Thomas Darboven: Brahms-Kubus (Foto: KUNST@SH/Jan Petersen, 2020)

Daten zum Werk

Thomas Darboven: Brahms-Kubus (1981, roter Granit)
Dragonerstall / Musikhalle, 20355 Hamburg (Neustadt)

Beschreibung

Den Platz vor dem Konzerthaus Laeiszhalle teilen sich gleich zwei Skulpturen zu Ehren des Komponisten Johannes Brahms (* 1833 in Hamburg, † 1897 in Wien): die bronzene Hommage an Brahms von Maria Pirwitz und der Kubus von Thomas Darboven aus rotem Granit. Der Kubus ist ein würfelförmiger Steinblock, der auf einem niedrigen Postament aus demselben Material ruht.
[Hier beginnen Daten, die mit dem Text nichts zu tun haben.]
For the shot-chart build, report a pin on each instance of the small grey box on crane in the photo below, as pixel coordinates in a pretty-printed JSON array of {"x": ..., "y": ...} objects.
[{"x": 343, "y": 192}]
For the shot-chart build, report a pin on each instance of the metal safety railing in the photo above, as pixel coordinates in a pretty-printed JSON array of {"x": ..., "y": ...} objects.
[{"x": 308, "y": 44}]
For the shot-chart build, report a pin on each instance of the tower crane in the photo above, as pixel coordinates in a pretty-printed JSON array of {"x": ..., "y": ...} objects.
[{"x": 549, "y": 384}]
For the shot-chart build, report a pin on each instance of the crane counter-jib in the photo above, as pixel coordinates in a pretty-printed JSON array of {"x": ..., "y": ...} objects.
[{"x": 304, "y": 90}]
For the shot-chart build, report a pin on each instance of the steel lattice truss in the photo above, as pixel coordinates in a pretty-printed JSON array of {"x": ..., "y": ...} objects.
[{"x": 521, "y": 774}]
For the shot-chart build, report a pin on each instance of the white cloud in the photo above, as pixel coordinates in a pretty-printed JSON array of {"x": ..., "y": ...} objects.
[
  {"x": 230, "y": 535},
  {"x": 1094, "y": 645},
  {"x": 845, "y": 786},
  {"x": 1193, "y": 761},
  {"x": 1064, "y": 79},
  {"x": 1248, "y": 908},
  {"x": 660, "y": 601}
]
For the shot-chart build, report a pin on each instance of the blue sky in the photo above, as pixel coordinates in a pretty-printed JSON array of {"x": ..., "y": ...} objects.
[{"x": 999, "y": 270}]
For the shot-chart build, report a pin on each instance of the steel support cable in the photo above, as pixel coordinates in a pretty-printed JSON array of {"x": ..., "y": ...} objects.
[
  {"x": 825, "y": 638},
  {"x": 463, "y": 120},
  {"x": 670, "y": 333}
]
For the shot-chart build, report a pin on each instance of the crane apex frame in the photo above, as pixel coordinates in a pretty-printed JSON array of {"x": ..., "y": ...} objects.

Farblich harmoniert er mit der Fassade der Laeiszhalle, sodass der thematische Bezug verstärkt sichtbar wird. Alle vier Seitenflächen des Würfels sind mit Porträtreliefs des Künstlers versehen, die ihn zeitlich ansteigend in verschiedenen Lebensaltern zeigen, mal als jungen Mann, mal im mittleren Lebensalter, mal im hohen Alter. Dies entspricht dem über viele Jahrzehnte anhaltenden Ruhm des Komponisten. Gesäumt wird der gepflasterte Platz von niedrigen Sitzbänken, ebenfalls aus rotem Granit.

Text: jp

Künstler:in

Thomas Darboven
Thomas Darboven wurde am 2. Dezember 1936 in Hamburg geboren. Nach einer Tischlerlehre studierte er 1959–1967 Bildhauerei an der Berliner Hochschule für Bildende Künste bei Paul Dierkes (dessen Meisterschüler er war) und Hans Uhlmann. Ursprünglich galt seine künstlerische Motivation der abstrakten Kunst, die er in Arbeiten sowohl in Holz, Stein, Bronze und Aluminium fertigte. Nach seiner Rückkehr nach Hamburg 1967 arbeitete er dort als freier Bildhauer und wurde Mitglied des Berufsverbandes Bildender Künstler. Ab dieser Zeit war er auch aktiv mit Arbeiten für Kunst im öffentlichen Raum bzw. Kunst am Bau mit vielen Werken in Hamburg später dann vorzugsweise in Zusammenarbeit mit anderen Architekturvorhaben. In dieser Zeit entstanden auch zwei seiner figürlichen Arbeiten von Brahms und Schubert. Thomas Darboven lebt und arbeitet in Hamburg Nienstedten.